To get the recipe and cold moussaka with kalamata feta sauce and to see more photos, head on down to the Food Blogggers of Canada website, where you can also find more mouth-watering recipes, advice for bloggers, and information about their upcoming bloggers' conference - where you just might meet me!
Disclaimer: I have received payment and the products for this recipe from Litehouse, but all opinions expressed here are my own. I am proud to work with companies whose products I truly love. To find out more about working with me, check out my about page, or email me to request a media kit.
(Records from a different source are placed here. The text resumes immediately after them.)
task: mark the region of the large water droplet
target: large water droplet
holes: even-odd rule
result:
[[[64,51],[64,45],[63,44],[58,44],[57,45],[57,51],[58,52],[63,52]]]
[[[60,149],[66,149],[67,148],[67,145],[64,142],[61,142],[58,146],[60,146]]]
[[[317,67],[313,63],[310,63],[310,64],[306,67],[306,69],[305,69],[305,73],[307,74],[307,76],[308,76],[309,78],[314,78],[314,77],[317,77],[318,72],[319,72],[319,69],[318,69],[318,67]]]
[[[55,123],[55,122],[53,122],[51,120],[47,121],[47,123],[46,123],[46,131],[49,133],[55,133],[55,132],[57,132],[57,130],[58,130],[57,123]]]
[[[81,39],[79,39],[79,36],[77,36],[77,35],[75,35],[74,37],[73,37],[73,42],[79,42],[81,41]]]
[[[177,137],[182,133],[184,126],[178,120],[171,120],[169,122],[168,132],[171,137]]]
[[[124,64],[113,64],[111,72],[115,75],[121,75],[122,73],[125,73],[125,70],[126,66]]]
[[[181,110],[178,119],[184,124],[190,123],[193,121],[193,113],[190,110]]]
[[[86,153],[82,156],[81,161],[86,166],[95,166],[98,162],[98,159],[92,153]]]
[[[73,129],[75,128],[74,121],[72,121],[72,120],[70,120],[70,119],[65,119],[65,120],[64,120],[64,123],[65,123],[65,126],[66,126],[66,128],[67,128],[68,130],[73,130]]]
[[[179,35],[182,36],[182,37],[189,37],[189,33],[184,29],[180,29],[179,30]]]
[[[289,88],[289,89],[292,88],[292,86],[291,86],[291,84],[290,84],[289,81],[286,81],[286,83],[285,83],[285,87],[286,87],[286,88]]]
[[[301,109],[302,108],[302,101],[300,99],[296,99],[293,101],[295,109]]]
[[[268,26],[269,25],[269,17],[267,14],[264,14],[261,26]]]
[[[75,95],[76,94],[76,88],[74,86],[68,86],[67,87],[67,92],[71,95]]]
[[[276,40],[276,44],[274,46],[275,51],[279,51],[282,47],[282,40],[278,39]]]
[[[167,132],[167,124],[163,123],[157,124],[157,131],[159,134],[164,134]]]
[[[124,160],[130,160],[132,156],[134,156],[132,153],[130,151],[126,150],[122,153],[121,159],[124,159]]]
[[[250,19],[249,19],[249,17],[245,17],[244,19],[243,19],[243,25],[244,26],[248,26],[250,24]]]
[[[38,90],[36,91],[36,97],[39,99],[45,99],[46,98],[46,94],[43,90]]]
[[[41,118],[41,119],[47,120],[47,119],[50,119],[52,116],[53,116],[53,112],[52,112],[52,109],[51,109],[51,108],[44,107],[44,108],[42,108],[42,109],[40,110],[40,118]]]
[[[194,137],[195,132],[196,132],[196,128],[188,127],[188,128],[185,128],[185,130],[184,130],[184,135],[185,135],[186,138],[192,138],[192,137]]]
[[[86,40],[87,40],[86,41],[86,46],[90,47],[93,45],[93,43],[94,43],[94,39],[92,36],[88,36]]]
Welcome to At The Immigrant's Table! I blend my immigrant roots with modern diets, crafting recipes that take you on a global kitchen adventure. As a food blogger and photographer, I'm dedicated to making international cuisine both healthy and accessible. Let's embark on a culinary journey that bridges cultures and introduces a world of flavors right into your home. Read more...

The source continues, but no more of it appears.